A presentarlo e introdurre l’argomento, in collaborazione con la cooperativa “La Strada” e il Centro culturale san Secondo, sarà Mariena Scassellati Sforzolini Galetti, assistente sociale storica e fondatrice dell’associazione La Bottega del Possibile.
La Bottega del Possibile è un’associazione culturale di promozione sociale nata nel 1994, con sede in Torre Pellice (TO), impegnata nella cultura della domiciliarità, intesa come diritto irrinunciabile della persona anziana, del malato o del diversamente abile. Finalità della Bottega è la ricerca di risposte alternative al ricovero e all’ospedalizzazione e la sensibilizzazione degli operatori socio-sanitari attraverso specifici strumenti di formazione.
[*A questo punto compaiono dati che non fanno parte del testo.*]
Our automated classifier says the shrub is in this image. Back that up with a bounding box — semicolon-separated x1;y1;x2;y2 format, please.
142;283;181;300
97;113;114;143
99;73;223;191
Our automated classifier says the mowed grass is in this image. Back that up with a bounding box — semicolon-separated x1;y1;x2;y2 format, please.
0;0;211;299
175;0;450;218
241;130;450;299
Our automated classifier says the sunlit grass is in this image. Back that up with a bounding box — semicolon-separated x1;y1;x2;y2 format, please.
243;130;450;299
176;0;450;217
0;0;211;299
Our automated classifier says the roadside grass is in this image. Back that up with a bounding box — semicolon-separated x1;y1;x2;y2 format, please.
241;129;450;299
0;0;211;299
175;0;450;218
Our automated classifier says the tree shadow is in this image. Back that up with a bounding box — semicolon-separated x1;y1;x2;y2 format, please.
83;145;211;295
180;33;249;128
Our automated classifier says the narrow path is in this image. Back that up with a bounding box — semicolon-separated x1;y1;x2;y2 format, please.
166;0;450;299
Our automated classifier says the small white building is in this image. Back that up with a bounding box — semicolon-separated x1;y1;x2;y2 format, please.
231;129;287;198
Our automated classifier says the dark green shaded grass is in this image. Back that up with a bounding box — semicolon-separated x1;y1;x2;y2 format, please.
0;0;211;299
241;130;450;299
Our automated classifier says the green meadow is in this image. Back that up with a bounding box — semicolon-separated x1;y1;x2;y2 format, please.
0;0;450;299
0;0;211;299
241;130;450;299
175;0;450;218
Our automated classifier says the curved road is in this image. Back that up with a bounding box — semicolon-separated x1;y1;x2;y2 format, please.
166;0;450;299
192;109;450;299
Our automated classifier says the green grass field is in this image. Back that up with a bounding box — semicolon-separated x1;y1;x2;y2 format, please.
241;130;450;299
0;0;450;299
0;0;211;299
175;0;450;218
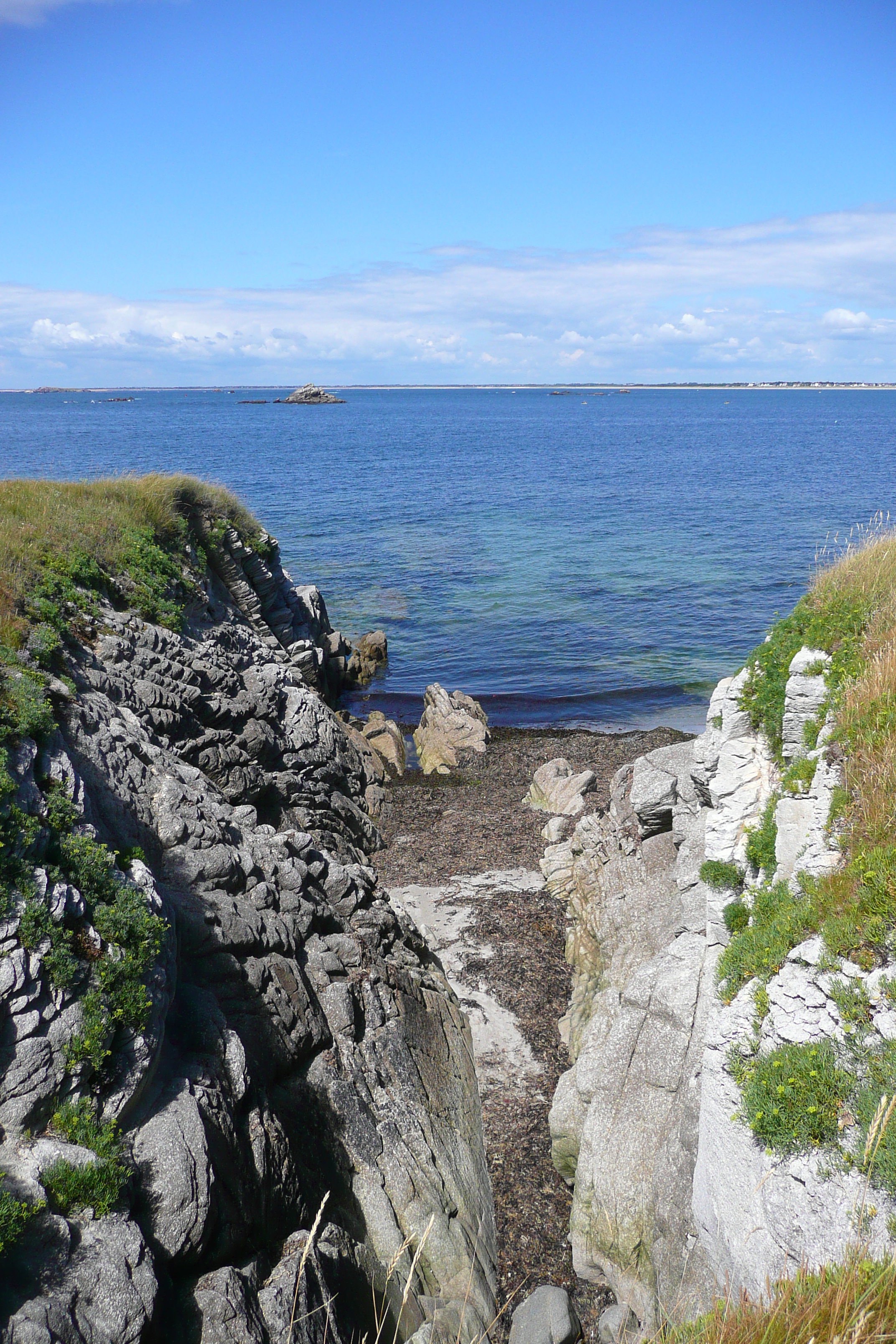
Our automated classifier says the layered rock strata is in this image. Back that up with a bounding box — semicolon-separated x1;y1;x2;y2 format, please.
0;545;496;1344
543;649;896;1332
L’associazione, presso la cui sede si tengono seminari e incontri formativi, pubblica materiali, testi e video che saranno consultabili nella biblioteca del Centro culturale san Secondo.
Nella stessa occasione presenterà il volume Le parole dell’OSS, un dizionario delle parole del sociale, dedicato in particolare agli operatori socio sanitari, ma utile per tutti coloro che vogliono accostarsi a questo settore e comprenderne i termini e le sigle.
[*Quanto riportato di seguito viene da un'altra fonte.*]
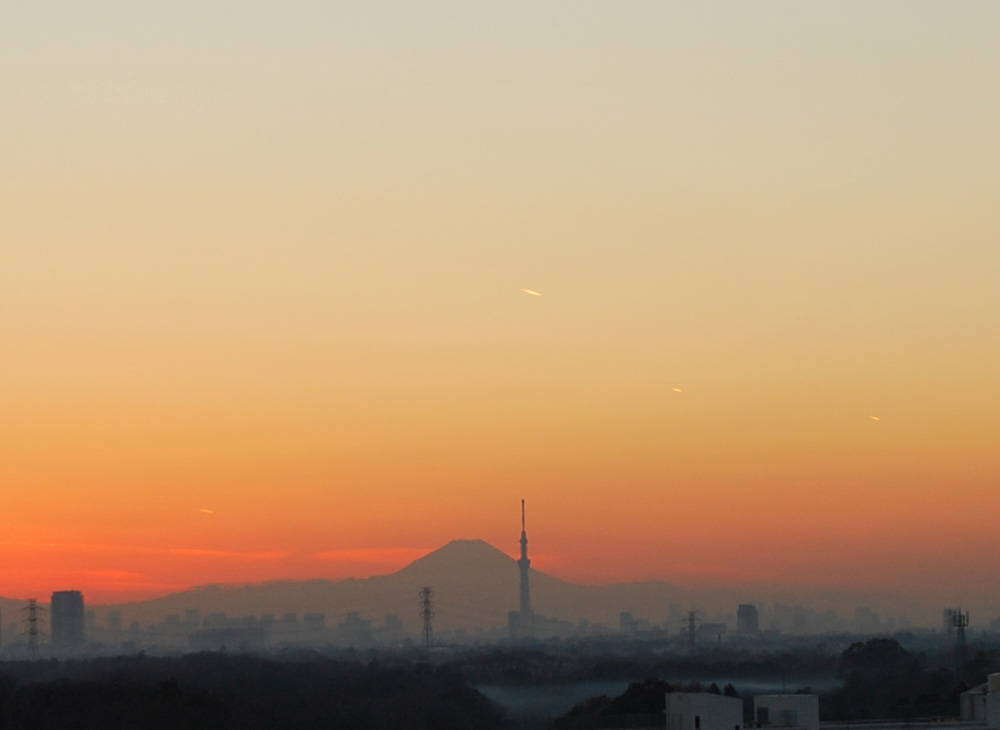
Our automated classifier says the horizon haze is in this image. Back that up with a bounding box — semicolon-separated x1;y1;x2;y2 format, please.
0;0;1000;622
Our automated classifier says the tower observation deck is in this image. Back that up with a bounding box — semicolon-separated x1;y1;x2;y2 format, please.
516;499;532;636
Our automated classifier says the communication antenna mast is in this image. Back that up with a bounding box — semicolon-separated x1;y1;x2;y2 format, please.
684;611;698;654
420;586;434;651
21;598;44;659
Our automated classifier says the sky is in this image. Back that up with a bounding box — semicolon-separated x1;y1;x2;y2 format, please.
0;0;1000;624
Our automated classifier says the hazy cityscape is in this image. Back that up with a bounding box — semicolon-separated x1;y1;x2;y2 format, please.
0;0;1000;730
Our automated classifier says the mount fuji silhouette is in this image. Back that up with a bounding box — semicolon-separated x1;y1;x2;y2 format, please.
99;540;682;633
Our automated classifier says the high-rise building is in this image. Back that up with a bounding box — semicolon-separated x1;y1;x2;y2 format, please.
49;591;85;651
736;603;760;634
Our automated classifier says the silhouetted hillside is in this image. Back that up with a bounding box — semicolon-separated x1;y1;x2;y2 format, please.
90;540;681;632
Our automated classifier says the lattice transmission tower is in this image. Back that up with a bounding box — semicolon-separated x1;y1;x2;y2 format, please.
420;586;434;651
La Domiciliarità è un concetto che fa perno sulla casa, ma va oltre la casa;  significa il rapporto con l’esterno, con ciò che la circonda: l’ambiente, il paesaggio, il paese, le relazioni, la cultura locale.
Tutto ciò di cui si ha bisogno per non sentirsi spaesati, per vivere appieno radicati sul territorio. La domiciliarità è lo scenario della persona, è il contesto dotato di senso per la persona stessa. Vivere a casa fa bene, la casa ha i suoi profumi, i suoi rumori, la sua storia, la casa cura, dà voglia di futuro e il desiderio di non abbandonarla, finchè sia possibile, anche quando si è divenuti meno autonomi.
La domiciliarità è un diritto della persona spesso ancora non esigibile e che si desidera rendere effettivo. Spesso la si pensa applicata agli anziani, ma su territori rurali che si vanno spopolando, diventa importante applicarla a chiunque voglia continuare a vivere in una determinata zona.
Perché questo possa  avvenire, la comunità locale deve diventare – attorno alla persona e alla famiglia, ai suoi problemi e alle risorse – sempre più un laboratorio di solidarietà dove ogni cittadino promuove il capitale sociale della comunità stessa, assumendosi responsabilità e doveri per promuovere diritti.